Everyone has a favorite Beatle, or so I’m told. Mine is George Harrison for reasons I won’t get into here, but lately I’ve been thinking of John Lennon’s 1980 song “Just Like Starting Over.” I can explain.
The last couple of years of my racing “career” have delivered what Lemony Snicket might dub “a series of unfortunate events,” one being a total write-off of a brand-new car on its first weekend of racing, the other being two contact incidents with out-of-class traffic on my first weekend back with yet another new car. One was deemed a racing incident. The other wasn’t my fault. Luckily, neither resulted in serious damage, but both were pretty disheartening. Discouraging, even.
Combined with a long time out of the car, these incidents have sapped the confidence with which I used to drive. I would add that it also likely didn’t help to start this season at Willow Springs International Raceway. The last time I was there in 2019 was when I wrote off the car.
Willow Springs is a wonderful and iconic racetrack — deferred maintenance notwithstanding — and I had come to enjoy racing there. A fast, well-driven lap at Willow Springs is simultaneously an achievement, a cheat from death and, as a result, the greatest thrill in the world. The track only has nine turns, so it doesn’t take long to learn it, but it takes a lifetime to master.
I digress a bit here, but I maintain that you couldn’t build a track like Willow Springs today. It’s far too treacherous. I’ve heard Hermann Tilke took one look at Turn 9 and wet himself (I kid). Put Willow Springs in the same category as tracks such as Canadian Tire Motorsports Park, Road America and Watkins Glen. You could probably add Road Atlanta to that list, too. These tracks simply couldn’t be built today. I might have missed one, but as the saying goes, they just don’t build them like that anymore.

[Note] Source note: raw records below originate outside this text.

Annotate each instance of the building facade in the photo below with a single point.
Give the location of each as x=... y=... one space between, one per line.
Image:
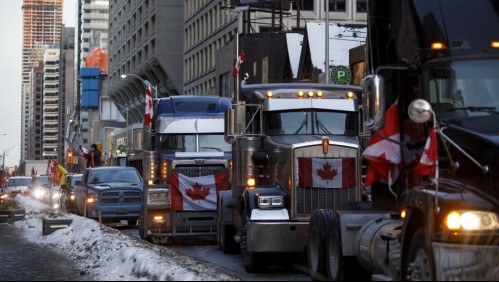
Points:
x=42 y=21
x=145 y=44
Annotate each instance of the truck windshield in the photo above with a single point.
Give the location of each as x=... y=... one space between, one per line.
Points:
x=464 y=88
x=305 y=122
x=170 y=143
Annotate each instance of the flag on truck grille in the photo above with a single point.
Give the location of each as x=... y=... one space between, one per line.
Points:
x=59 y=174
x=427 y=163
x=326 y=173
x=383 y=151
x=196 y=193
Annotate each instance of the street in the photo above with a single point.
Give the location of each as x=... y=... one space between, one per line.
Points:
x=281 y=268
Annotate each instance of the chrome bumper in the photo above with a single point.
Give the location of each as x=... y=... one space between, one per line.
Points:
x=466 y=262
x=276 y=237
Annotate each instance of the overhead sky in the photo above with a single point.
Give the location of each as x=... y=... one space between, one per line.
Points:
x=10 y=75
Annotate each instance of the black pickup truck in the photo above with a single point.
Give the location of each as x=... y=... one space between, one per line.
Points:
x=108 y=194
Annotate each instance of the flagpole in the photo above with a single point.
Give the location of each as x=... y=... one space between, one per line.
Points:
x=237 y=77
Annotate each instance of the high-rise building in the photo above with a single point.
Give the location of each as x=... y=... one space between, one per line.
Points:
x=42 y=21
x=50 y=116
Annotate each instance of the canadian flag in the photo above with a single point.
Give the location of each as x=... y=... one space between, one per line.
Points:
x=51 y=166
x=427 y=163
x=149 y=110
x=240 y=60
x=87 y=154
x=384 y=156
x=196 y=193
x=326 y=173
x=59 y=174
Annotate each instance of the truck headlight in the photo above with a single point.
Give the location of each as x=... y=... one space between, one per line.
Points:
x=270 y=202
x=471 y=220
x=159 y=196
x=39 y=193
x=92 y=198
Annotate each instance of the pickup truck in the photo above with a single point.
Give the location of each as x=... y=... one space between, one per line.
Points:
x=110 y=194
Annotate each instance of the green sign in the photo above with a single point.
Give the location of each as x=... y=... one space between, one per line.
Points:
x=341 y=75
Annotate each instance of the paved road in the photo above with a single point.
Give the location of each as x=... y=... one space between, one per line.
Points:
x=21 y=260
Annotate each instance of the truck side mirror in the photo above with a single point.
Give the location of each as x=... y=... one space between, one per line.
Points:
x=373 y=99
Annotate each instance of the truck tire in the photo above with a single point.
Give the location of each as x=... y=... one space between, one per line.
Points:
x=317 y=231
x=334 y=253
x=339 y=267
x=420 y=262
x=252 y=261
x=227 y=244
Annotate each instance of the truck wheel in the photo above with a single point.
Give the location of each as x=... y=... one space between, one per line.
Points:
x=227 y=244
x=317 y=231
x=420 y=262
x=252 y=261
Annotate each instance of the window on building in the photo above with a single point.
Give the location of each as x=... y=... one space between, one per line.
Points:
x=361 y=6
x=337 y=5
x=303 y=5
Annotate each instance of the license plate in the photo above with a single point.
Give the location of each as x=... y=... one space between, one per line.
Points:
x=121 y=210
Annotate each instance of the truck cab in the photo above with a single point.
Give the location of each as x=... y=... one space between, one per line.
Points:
x=187 y=166
x=296 y=148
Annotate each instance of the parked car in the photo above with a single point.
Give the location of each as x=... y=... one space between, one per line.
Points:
x=38 y=187
x=111 y=193
x=67 y=199
x=18 y=184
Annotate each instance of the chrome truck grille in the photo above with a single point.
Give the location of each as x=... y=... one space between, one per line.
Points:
x=308 y=199
x=197 y=171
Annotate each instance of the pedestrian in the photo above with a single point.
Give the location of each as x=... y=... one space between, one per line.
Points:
x=96 y=155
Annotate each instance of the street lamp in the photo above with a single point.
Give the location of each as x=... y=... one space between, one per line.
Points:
x=146 y=83
x=127 y=129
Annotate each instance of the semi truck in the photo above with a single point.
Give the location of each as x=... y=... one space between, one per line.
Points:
x=295 y=149
x=185 y=163
x=430 y=96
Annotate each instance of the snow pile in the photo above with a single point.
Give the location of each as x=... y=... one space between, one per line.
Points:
x=107 y=253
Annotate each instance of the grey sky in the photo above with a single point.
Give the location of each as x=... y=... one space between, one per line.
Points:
x=10 y=74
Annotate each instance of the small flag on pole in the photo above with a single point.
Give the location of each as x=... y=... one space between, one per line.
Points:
x=240 y=60
x=149 y=110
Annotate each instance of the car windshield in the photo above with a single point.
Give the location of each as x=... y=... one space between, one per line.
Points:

So, when we opened the 2021 season at Willow Springs, as we do every year, I found it extraordinarily difficult, and my lap times reflected my apprehensiveness to the point that I was at 3 to 4 seconds off my old pace with a car I do believe is as good or better.
Truth be told, I had a decidedly conservative agenda when I showed up at the track. Don’t have any contact with anything. Put the car back in the trailer the same way it came out, race results be damned. Mission accomplished and the race results reflected it. I dropped one wheel at Turn 9 all weekend, but that was the total of my big mistakes.

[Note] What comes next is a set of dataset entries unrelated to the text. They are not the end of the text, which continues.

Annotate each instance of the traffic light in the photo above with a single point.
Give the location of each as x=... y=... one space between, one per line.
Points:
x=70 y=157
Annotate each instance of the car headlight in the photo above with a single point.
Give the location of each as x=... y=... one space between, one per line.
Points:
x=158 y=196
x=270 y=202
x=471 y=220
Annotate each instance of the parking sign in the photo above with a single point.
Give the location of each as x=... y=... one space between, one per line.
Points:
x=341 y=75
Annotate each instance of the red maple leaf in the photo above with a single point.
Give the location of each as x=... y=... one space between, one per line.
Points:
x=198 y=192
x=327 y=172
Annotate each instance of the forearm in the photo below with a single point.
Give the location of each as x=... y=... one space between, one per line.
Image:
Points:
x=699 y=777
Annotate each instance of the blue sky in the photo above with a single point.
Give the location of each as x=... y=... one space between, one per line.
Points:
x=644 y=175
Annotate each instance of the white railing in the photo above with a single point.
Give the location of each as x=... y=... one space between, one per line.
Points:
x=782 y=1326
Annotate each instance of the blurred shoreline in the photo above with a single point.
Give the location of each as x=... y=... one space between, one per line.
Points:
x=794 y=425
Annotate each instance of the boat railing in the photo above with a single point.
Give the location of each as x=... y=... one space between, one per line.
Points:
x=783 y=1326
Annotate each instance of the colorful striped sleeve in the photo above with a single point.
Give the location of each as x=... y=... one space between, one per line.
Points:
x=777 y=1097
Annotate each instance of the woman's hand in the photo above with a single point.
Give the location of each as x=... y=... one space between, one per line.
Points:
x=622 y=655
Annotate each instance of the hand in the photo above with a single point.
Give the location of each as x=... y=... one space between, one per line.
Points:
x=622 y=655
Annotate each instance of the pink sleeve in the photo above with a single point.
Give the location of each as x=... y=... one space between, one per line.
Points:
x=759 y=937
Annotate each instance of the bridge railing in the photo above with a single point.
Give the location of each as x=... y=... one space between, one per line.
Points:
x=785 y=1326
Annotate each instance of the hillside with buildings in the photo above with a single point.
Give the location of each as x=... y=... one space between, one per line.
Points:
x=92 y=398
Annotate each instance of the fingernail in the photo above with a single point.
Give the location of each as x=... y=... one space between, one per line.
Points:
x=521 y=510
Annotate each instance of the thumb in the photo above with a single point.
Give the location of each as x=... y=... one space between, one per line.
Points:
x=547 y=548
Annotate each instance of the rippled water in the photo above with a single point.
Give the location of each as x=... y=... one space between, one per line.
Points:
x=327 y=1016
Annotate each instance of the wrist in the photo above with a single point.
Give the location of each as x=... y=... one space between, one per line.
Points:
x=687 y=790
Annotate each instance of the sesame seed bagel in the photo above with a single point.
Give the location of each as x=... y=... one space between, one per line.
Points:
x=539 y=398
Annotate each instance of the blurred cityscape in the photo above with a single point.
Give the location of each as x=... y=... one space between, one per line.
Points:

Now that I have all that behind me, it still feels like I’m looking up from the bottom of the hill again, but it’s pretty exciting. It’ll be just like starting over, but thanks in part to the generosity of spirit in my competitors and the infectiousness of their passion, I can’t wait to get back to the track. I’ve started all over again at other things in life, and I’ve probably got a clearer path back to quicker lap times because at least I know what not to do.

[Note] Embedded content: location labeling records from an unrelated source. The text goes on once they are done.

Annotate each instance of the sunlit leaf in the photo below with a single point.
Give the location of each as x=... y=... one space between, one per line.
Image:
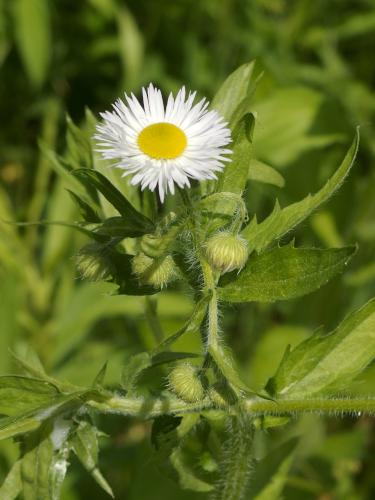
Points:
x=259 y=236
x=284 y=273
x=324 y=363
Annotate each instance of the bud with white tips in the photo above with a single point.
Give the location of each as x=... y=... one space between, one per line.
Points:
x=226 y=252
x=185 y=382
x=154 y=272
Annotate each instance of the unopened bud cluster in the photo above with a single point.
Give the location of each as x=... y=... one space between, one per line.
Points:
x=156 y=272
x=226 y=252
x=185 y=382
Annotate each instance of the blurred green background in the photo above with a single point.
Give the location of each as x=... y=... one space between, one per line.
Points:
x=61 y=56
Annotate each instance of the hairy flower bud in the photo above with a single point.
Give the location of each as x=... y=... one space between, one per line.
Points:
x=227 y=252
x=221 y=395
x=154 y=272
x=185 y=382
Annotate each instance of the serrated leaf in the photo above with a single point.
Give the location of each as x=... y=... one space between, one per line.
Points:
x=134 y=218
x=33 y=38
x=234 y=176
x=236 y=90
x=284 y=273
x=261 y=172
x=324 y=363
x=281 y=221
x=85 y=446
x=271 y=473
x=12 y=485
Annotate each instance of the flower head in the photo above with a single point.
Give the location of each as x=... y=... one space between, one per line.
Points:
x=163 y=145
x=227 y=252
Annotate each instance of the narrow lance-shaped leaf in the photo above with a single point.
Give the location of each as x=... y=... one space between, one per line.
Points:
x=19 y=394
x=37 y=459
x=261 y=172
x=236 y=89
x=284 y=273
x=135 y=219
x=234 y=176
x=12 y=485
x=271 y=473
x=327 y=363
x=85 y=446
x=259 y=236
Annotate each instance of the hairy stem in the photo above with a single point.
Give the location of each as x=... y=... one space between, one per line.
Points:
x=153 y=320
x=235 y=466
x=254 y=407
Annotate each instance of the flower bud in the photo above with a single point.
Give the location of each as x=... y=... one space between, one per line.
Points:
x=185 y=382
x=221 y=395
x=227 y=252
x=154 y=272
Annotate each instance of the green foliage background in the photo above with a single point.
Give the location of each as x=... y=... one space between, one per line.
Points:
x=318 y=85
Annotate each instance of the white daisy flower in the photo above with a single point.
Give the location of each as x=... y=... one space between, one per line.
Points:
x=162 y=145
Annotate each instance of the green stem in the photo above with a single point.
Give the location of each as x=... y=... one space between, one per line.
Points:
x=254 y=407
x=212 y=340
x=236 y=460
x=153 y=320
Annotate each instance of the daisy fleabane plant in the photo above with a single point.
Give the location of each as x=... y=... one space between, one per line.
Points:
x=162 y=145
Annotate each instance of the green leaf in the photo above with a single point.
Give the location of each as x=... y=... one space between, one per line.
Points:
x=133 y=369
x=85 y=446
x=187 y=477
x=34 y=417
x=271 y=473
x=228 y=370
x=162 y=358
x=281 y=221
x=124 y=277
x=99 y=378
x=37 y=460
x=33 y=37
x=261 y=172
x=286 y=117
x=15 y=426
x=11 y=487
x=235 y=93
x=120 y=227
x=88 y=213
x=326 y=363
x=191 y=326
x=135 y=219
x=19 y=394
x=79 y=150
x=284 y=273
x=234 y=176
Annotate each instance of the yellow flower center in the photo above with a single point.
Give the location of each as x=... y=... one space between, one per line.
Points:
x=162 y=141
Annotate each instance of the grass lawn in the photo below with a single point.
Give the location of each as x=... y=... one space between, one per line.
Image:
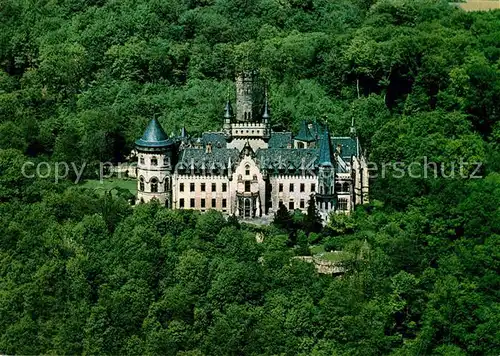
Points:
x=110 y=183
x=318 y=251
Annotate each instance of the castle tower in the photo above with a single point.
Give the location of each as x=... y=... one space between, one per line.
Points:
x=252 y=121
x=228 y=115
x=248 y=97
x=155 y=165
x=326 y=176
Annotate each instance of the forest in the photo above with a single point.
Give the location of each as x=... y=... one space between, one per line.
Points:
x=84 y=272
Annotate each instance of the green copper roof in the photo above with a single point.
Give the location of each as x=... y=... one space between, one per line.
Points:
x=154 y=136
x=280 y=139
x=304 y=133
x=325 y=150
x=348 y=145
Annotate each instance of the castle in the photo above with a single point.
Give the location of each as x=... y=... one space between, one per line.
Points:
x=247 y=169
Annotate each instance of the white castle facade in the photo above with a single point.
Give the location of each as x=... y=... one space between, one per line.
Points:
x=247 y=169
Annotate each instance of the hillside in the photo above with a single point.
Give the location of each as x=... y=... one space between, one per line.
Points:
x=84 y=272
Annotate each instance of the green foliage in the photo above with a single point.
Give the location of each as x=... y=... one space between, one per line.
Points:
x=83 y=272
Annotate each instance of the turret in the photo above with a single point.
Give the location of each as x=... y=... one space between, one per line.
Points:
x=228 y=115
x=155 y=165
x=248 y=97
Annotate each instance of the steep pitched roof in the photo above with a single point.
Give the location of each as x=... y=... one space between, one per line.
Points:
x=215 y=138
x=154 y=136
x=349 y=146
x=289 y=161
x=218 y=158
x=304 y=133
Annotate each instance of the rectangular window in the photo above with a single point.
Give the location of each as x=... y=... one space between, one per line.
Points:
x=342 y=204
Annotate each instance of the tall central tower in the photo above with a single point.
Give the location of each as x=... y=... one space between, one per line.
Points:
x=249 y=97
x=252 y=121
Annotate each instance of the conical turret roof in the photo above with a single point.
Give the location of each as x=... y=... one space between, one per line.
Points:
x=304 y=133
x=154 y=136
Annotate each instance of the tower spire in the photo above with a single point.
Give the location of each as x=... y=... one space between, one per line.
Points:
x=228 y=112
x=352 y=131
x=266 y=115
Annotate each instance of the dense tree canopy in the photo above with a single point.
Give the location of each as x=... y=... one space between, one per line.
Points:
x=83 y=272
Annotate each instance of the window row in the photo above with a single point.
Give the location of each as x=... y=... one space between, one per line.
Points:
x=154 y=161
x=203 y=187
x=291 y=204
x=203 y=203
x=291 y=187
x=154 y=183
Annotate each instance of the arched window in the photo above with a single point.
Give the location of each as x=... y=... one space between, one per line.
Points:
x=141 y=184
x=154 y=185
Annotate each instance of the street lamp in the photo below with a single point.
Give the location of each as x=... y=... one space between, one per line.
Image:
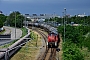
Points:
x=64 y=22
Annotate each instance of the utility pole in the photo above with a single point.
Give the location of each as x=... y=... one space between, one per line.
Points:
x=64 y=22
x=62 y=18
x=15 y=24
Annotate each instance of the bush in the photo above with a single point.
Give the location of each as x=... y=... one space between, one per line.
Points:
x=71 y=52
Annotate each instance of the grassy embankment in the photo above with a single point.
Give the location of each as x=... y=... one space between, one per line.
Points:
x=29 y=51
x=23 y=34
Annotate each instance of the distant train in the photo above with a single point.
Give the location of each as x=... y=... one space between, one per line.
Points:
x=53 y=40
x=53 y=36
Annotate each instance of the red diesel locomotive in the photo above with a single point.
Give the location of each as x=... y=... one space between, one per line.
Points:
x=53 y=40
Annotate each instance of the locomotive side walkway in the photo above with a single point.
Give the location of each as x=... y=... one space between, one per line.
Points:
x=12 y=31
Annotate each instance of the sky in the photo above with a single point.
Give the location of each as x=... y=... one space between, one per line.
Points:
x=73 y=7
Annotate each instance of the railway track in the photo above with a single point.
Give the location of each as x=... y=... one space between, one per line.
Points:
x=47 y=53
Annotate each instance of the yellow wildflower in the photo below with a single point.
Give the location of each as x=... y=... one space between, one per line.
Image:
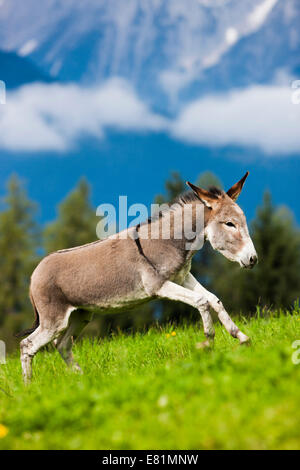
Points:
x=3 y=431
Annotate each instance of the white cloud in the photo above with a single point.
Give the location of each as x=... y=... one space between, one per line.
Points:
x=261 y=116
x=260 y=13
x=51 y=117
x=41 y=117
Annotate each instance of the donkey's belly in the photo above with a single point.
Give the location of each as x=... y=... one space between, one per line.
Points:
x=117 y=305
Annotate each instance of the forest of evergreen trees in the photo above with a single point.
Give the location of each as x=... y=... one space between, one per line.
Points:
x=274 y=283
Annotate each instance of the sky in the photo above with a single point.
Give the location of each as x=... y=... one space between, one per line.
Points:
x=124 y=95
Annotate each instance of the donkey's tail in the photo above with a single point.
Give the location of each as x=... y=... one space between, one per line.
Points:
x=36 y=322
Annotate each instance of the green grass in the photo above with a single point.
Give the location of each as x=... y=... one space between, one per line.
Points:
x=148 y=391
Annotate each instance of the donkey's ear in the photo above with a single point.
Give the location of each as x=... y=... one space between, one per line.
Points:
x=206 y=197
x=234 y=192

I need to be fast in and faster out, gentler in getting off the brakes and reapply the throttle when I can begin to unwind the wheel. I’ve renewed by subscription the Racers Lounge on Racers360, and I’ll be taking them up on some video coaching. I’ll be back in fighting shape, well, sometime soon, I hope.
All of the above reminds me of a different song, this one by my favorite Beatle, George Harrison, who taught us that, “All things must pass.”